Then in psyn_shell we did a "read_lib" followed by a "write_lib -o" to 
finally get the pdb we need.  This should be an automated process, not
something we have to do by hand.

For discussion purposes, I'm going to refer to three general categories of
blocks as "easy", "medium", and "hard".  "Easy" means slam dunk with
traditional SE methods.  "Medium" means that a few iterations are needed.
"Hard" means a lot of hard work and manual intervention is needed.

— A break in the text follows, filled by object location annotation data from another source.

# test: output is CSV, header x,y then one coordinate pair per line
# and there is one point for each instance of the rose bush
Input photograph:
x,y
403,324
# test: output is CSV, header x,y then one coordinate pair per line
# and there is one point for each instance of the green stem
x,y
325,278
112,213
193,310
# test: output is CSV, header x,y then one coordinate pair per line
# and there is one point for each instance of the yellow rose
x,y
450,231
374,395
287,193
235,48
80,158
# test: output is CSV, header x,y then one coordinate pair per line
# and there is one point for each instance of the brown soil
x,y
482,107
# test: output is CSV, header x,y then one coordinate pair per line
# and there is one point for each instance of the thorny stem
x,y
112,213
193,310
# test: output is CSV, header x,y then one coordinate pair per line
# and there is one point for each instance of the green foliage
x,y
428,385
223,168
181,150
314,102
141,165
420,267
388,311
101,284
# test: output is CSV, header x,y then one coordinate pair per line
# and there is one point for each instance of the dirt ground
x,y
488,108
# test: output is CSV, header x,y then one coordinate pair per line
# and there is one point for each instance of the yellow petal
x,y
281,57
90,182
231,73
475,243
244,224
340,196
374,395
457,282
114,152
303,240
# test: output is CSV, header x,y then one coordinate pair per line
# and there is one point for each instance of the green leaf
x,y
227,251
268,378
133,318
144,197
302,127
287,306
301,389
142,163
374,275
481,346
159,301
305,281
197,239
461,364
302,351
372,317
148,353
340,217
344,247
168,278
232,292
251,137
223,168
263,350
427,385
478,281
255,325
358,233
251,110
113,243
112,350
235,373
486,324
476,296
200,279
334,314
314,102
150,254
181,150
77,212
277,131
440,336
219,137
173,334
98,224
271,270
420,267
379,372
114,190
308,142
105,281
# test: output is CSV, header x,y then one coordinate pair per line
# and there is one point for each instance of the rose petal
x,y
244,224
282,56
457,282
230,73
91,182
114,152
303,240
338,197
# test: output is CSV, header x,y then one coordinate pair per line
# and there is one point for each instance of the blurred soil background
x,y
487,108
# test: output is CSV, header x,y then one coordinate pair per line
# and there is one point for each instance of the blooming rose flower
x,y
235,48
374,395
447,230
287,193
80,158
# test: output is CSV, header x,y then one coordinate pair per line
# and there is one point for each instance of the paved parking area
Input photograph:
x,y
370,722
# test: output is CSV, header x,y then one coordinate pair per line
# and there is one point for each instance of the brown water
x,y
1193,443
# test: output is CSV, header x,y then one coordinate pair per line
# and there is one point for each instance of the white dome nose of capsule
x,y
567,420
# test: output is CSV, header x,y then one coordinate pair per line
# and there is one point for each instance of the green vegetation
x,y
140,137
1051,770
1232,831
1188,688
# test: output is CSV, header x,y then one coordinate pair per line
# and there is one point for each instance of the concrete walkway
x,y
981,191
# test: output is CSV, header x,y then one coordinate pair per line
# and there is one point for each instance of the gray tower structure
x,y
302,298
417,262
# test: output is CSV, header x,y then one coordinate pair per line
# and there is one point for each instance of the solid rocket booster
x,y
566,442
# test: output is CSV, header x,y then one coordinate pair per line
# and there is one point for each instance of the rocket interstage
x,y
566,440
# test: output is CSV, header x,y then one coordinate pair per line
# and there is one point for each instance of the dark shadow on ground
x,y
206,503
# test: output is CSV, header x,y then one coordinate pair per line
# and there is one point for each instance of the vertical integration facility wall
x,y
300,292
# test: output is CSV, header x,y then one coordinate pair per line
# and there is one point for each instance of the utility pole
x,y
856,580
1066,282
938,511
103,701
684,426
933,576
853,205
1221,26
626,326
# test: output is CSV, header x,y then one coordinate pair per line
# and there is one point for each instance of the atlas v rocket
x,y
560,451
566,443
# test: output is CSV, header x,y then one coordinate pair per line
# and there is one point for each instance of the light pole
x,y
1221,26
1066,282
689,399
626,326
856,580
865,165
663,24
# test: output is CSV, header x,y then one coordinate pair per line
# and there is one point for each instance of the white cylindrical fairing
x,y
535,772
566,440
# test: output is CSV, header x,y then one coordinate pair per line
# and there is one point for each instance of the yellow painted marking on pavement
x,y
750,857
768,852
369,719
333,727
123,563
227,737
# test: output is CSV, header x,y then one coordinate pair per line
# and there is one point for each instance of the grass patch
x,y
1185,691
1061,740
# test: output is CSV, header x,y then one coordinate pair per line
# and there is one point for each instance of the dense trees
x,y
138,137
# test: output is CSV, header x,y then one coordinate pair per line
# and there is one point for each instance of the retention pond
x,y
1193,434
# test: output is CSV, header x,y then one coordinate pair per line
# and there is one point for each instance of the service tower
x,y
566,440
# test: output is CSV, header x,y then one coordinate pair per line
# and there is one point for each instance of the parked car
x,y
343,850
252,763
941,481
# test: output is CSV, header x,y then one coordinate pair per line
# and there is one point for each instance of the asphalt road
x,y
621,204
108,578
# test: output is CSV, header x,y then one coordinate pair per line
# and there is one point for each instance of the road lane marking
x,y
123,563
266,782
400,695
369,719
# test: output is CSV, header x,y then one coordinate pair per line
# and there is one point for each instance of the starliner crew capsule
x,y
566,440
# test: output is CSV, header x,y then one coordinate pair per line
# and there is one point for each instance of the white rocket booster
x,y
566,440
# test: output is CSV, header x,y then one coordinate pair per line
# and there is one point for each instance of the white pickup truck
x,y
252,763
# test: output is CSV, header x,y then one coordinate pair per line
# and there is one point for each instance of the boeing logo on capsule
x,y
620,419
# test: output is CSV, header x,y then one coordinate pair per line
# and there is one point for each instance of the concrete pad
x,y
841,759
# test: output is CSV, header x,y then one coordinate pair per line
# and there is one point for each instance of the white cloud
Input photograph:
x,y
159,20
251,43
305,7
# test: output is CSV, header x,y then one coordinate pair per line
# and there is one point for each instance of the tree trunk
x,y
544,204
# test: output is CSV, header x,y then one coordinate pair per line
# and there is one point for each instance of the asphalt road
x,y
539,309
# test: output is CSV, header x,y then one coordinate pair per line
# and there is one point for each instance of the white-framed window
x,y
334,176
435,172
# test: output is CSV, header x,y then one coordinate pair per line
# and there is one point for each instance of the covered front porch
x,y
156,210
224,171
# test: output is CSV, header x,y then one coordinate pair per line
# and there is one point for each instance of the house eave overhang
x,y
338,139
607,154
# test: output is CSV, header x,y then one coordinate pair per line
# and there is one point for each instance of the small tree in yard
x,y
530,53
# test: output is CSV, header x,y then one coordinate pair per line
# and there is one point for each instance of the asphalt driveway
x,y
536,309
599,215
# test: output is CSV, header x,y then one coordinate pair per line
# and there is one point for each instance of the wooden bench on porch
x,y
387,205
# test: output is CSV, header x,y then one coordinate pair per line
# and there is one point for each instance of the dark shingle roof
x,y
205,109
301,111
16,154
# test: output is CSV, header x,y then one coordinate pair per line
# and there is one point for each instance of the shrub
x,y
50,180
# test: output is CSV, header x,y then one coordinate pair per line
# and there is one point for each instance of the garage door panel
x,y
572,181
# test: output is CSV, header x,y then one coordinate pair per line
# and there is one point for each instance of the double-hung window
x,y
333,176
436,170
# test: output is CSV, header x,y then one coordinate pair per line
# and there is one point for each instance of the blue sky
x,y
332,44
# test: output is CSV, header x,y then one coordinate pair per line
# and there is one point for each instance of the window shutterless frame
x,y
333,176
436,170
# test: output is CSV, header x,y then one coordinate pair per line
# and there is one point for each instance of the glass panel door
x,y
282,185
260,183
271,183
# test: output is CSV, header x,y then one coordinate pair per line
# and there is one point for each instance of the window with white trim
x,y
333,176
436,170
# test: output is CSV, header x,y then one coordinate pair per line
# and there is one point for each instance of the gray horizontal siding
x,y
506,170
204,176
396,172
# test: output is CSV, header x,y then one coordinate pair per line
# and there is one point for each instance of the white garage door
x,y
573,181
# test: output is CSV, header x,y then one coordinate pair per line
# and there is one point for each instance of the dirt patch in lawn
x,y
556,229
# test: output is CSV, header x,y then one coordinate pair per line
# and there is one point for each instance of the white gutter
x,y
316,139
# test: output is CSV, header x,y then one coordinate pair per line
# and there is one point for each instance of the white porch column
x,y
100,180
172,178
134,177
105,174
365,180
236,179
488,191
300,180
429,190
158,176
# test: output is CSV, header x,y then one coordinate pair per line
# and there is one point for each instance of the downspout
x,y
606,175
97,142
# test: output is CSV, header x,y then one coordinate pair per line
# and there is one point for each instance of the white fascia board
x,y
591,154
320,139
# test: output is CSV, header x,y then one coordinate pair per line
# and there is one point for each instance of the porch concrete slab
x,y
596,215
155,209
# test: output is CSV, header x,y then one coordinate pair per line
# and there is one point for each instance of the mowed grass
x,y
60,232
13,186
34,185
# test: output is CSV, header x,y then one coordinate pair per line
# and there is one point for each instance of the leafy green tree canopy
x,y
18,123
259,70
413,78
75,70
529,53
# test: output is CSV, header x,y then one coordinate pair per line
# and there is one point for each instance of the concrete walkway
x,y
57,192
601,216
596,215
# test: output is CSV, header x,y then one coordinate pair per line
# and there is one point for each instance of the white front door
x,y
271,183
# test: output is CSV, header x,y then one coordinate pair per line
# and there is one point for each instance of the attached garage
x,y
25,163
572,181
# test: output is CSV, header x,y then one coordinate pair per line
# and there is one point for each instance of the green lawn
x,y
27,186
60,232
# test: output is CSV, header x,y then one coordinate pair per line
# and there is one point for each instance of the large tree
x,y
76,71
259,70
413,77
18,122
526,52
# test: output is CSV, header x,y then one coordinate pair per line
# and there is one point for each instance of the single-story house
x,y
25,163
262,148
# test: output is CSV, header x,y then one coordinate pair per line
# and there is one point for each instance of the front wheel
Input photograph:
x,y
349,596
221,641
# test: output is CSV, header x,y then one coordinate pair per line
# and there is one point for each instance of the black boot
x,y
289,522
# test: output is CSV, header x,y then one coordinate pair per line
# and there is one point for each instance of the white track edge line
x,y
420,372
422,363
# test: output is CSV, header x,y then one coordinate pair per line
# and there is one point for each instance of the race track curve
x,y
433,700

All of our blocks were 30K to 75K gates, with our typical PhysOpt runs
being: 30 minutes for an "easy" block; 2-3 hours for a "medium" block; and
5-6 hours for a "hard" block.

For "easy" blocks the PhysOpt command was simply:

  physopt

For the most difficult blocks we had to tune our script.  This "medium"
script example runs about 3X longer, but worked well:

  physopt -effort medium -area_recovery
  run_router -effort high
  physopt -incr -effort high -congestion -congestion_effort high \
          -area_recovery
  physopt -incr -effort medium -area_recovery


What We Found
-------------

So far, we've only run PhysOpt on 12 blocks.  There were 4 "easy", 6
"medium", and 2 "hard" block in these 12.  With PhysOpt we have been able
to make 11 of these 12 meet timing.  Only one of the "hard" blocks gave
PhysOpt significant trouble.  (Depending on how we tweaked our script,
PhysOpt placement either created an optimized netlist that was too big to
fit in the block (floorplan) -- or -- the final PhysOpt placement was
unrouteable in SE.)

On this problem child block we had to switch back to Cadence's Qplace
(in timing-driven mode and without PBopt).  Reverting back to this
labor-intensive mode, we got our problem child block within 120 ps
(extracted timing) of spec.  Closer, but still not there.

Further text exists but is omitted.